Databricks SQL: SQL Warehouses, Dashboards, Alerts (2026)

Databricks SQL is a SQL analytics environment designed for BI analysts and SQL users. It bundles SQL warehouses (dedicated compute), a SQL editor, dashboards, and alerts into a single product, delivering a SQL analytics experience on the Lakehouse that rivals traditional data warehouses such as Snowflake, BigQuery, and Redshift. This article walks through SQL warehouse types, the Photon engine, dashboards, query federation, Query Profile, Unity Catalog integration, and exam-relevant points.

Databricks SQL Overview

Databricks SQL is the integrated environment for running SQL analytics on the Databricks Lakehouse Platform. Separate from the notebook environment where data engineers build ETL, it is made up of the following SQL-focused components.

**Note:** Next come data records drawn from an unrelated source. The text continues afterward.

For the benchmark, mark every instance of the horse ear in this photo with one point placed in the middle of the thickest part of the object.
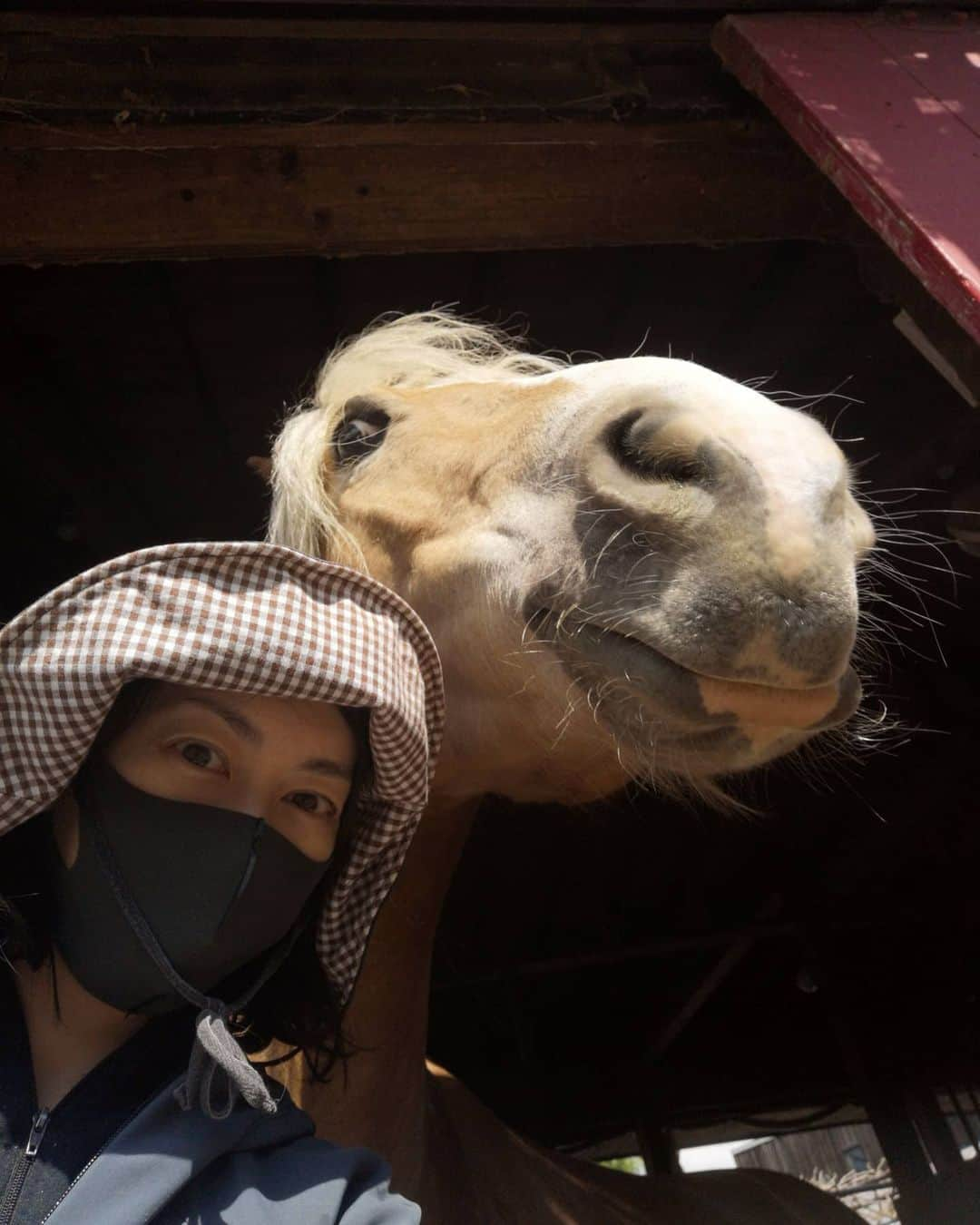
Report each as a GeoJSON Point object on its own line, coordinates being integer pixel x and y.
{"type": "Point", "coordinates": [261, 466]}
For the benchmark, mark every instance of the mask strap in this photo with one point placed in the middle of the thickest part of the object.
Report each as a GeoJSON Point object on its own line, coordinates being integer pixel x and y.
{"type": "Point", "coordinates": [218, 1071]}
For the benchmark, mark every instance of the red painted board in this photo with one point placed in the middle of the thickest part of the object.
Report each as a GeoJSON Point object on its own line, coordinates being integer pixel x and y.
{"type": "Point", "coordinates": [888, 107]}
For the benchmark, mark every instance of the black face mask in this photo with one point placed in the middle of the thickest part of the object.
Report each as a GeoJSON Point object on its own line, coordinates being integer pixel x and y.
{"type": "Point", "coordinates": [216, 888]}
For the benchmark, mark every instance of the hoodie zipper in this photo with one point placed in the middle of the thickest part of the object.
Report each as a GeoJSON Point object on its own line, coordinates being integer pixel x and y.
{"type": "Point", "coordinates": [22, 1168]}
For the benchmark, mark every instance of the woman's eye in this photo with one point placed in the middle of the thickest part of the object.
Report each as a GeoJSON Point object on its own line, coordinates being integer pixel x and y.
{"type": "Point", "coordinates": [309, 801]}
{"type": "Point", "coordinates": [199, 755]}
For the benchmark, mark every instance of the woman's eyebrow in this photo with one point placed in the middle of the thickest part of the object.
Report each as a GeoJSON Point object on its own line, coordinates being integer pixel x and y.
{"type": "Point", "coordinates": [237, 721]}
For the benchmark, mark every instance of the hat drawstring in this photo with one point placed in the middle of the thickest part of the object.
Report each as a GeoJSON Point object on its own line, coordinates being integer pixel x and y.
{"type": "Point", "coordinates": [220, 1071]}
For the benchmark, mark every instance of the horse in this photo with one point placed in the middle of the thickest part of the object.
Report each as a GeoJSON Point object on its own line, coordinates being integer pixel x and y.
{"type": "Point", "coordinates": [634, 570]}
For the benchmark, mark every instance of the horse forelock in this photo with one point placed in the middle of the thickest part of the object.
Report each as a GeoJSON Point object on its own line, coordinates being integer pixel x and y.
{"type": "Point", "coordinates": [396, 352]}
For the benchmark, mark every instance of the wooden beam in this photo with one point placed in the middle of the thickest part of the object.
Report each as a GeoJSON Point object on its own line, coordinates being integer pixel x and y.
{"type": "Point", "coordinates": [245, 190]}
{"type": "Point", "coordinates": [153, 70]}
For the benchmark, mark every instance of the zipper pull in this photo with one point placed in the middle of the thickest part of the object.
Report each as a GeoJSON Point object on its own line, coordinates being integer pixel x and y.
{"type": "Point", "coordinates": [38, 1127]}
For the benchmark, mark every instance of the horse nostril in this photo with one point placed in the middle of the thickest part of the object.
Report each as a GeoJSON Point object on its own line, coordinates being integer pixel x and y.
{"type": "Point", "coordinates": [633, 445]}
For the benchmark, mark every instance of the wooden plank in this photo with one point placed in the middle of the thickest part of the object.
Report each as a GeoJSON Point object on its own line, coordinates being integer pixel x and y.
{"type": "Point", "coordinates": [95, 193]}
{"type": "Point", "coordinates": [875, 103]}
{"type": "Point", "coordinates": [206, 70]}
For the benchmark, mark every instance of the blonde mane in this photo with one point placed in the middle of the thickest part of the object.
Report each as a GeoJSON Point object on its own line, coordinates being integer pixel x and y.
{"type": "Point", "coordinates": [396, 350]}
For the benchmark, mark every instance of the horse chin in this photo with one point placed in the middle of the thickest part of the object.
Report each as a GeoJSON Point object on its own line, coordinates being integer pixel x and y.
{"type": "Point", "coordinates": [676, 721]}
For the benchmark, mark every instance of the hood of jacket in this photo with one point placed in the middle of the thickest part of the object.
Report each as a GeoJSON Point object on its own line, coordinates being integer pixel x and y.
{"type": "Point", "coordinates": [241, 616]}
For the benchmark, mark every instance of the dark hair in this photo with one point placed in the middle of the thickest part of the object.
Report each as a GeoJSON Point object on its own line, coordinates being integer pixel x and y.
{"type": "Point", "coordinates": [299, 1006]}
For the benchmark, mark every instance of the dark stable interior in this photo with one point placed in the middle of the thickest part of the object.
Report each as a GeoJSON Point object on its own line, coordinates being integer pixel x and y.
{"type": "Point", "coordinates": [639, 962]}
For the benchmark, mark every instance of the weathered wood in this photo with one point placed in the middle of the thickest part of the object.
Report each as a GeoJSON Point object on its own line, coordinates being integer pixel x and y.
{"type": "Point", "coordinates": [354, 189]}
{"type": "Point", "coordinates": [205, 70]}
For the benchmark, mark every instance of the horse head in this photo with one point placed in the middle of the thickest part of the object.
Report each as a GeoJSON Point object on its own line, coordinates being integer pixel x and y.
{"type": "Point", "coordinates": [633, 567]}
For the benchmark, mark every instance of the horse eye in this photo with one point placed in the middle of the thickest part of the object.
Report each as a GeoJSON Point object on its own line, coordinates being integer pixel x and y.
{"type": "Point", "coordinates": [359, 435]}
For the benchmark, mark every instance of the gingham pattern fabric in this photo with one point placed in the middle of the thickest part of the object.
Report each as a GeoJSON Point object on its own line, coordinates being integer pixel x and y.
{"type": "Point", "coordinates": [242, 616]}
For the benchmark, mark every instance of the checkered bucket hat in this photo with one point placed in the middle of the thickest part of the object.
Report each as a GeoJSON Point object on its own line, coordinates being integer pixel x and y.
{"type": "Point", "coordinates": [239, 616]}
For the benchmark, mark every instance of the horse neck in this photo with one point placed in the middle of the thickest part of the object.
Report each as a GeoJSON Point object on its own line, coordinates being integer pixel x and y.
{"type": "Point", "coordinates": [380, 1100]}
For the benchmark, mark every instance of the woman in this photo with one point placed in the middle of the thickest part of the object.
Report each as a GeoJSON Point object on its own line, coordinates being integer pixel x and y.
{"type": "Point", "coordinates": [213, 760]}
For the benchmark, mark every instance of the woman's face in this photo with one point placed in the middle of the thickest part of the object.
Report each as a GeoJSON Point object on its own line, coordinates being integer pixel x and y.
{"type": "Point", "coordinates": [284, 760]}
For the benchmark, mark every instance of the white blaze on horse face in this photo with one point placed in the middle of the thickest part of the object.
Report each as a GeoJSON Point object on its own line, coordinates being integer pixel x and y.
{"type": "Point", "coordinates": [594, 616]}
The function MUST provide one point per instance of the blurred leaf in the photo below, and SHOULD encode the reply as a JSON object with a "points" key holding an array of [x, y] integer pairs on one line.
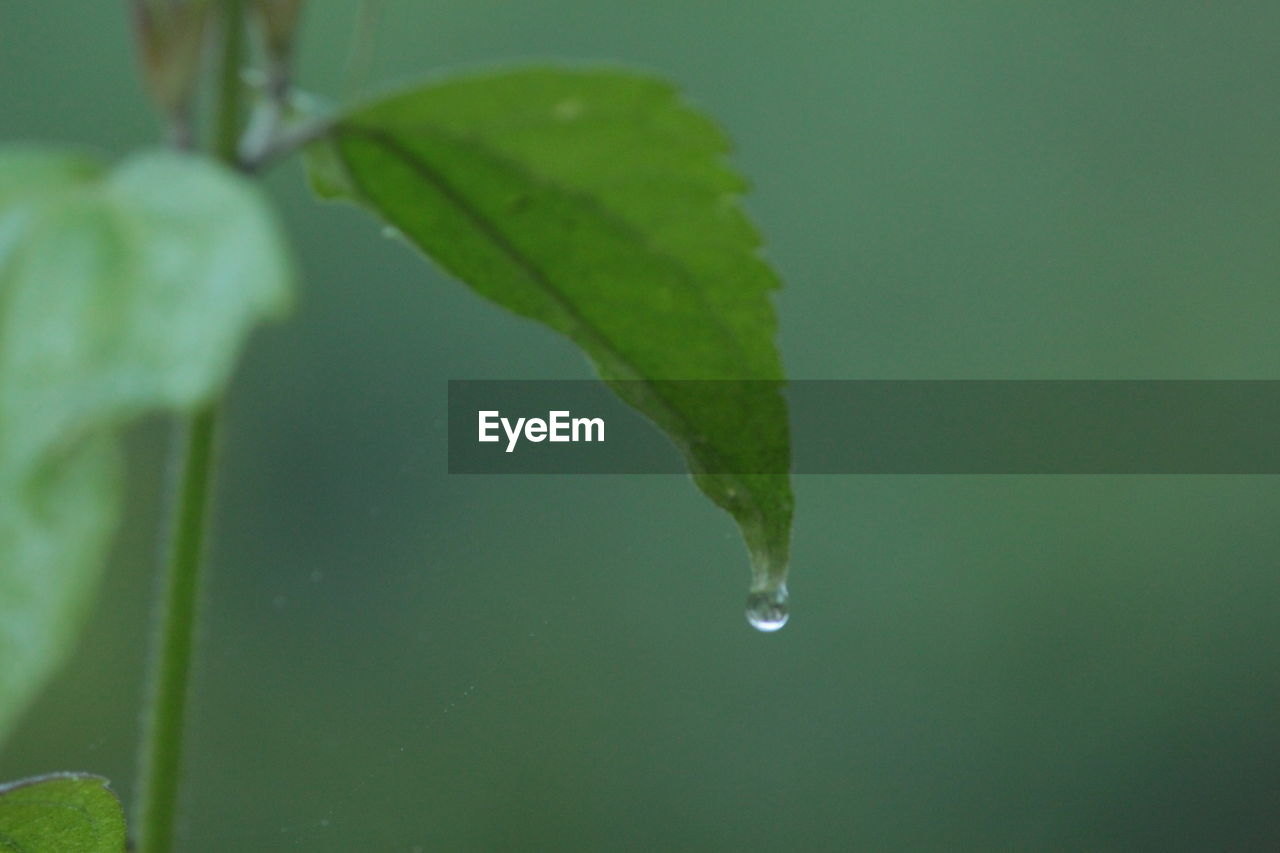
{"points": [[60, 813], [120, 293], [598, 203]]}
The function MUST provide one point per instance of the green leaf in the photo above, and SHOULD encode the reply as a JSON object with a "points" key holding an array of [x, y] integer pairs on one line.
{"points": [[120, 292], [598, 203], [60, 813]]}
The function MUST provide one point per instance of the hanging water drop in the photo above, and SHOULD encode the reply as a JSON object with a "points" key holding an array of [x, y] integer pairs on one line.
{"points": [[767, 609]]}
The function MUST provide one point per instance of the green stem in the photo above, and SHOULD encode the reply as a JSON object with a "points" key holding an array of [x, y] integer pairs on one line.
{"points": [[178, 605], [229, 87], [170, 676]]}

SQL Warehouse: Dedicated compute resources for running SQL queries (Classic / Pro / Serverless)
SQL Editor: A web-based editor for writing, running, saving, and sharing queries. Includes autocomplete and a schema browser
Dashboards: Visualize query results and build interactive reports to share with stakeholders
Alerts: Automatically notify via email, Slack, or webhook when query results meet defined conditions
Query History: Inspect past query performance, runtime, and scanned data volume

Comparing the 3 SQL Warehouse Types

Databricks SQL offers three types of SQL warehouses. Pick the right one based on workload characteristics, startup speed, cost, and required features.

Characteristic	Classic	Pro	Serverless
Startup time	5-10 min	5-10 min	Seconds
Photon engine	Enabled	Enabled	Enabled
Query federation	Not supported	Supported	Supported
Predictive Optimization	Not supported	Supported	Supported
Infrastructure management	Customer-managed	Customer-managed	Databricks-managed
Autoscaling	Manual configuration	Manual configuration	Fully automatic
DBU rate	Low	Medium	High
Recommended use case	Basic SQL queries	Advanced analytics, federation	Ad-hoc queries, dashboards

As of 2026, Databricks recommends Serverless SQL Warehouse. It starts in seconds, drastically reducing wait time for ad-hoc queries, and bills nothing while idle, making it cost-efficient for intermittent usage patterns.

The Photon Engine

Photon is Databricks' next-generation vectorized query execution engine, written in C++. It is enabled by default on every SQL warehouse and speeds up queries transparently — no SQL or code changes required.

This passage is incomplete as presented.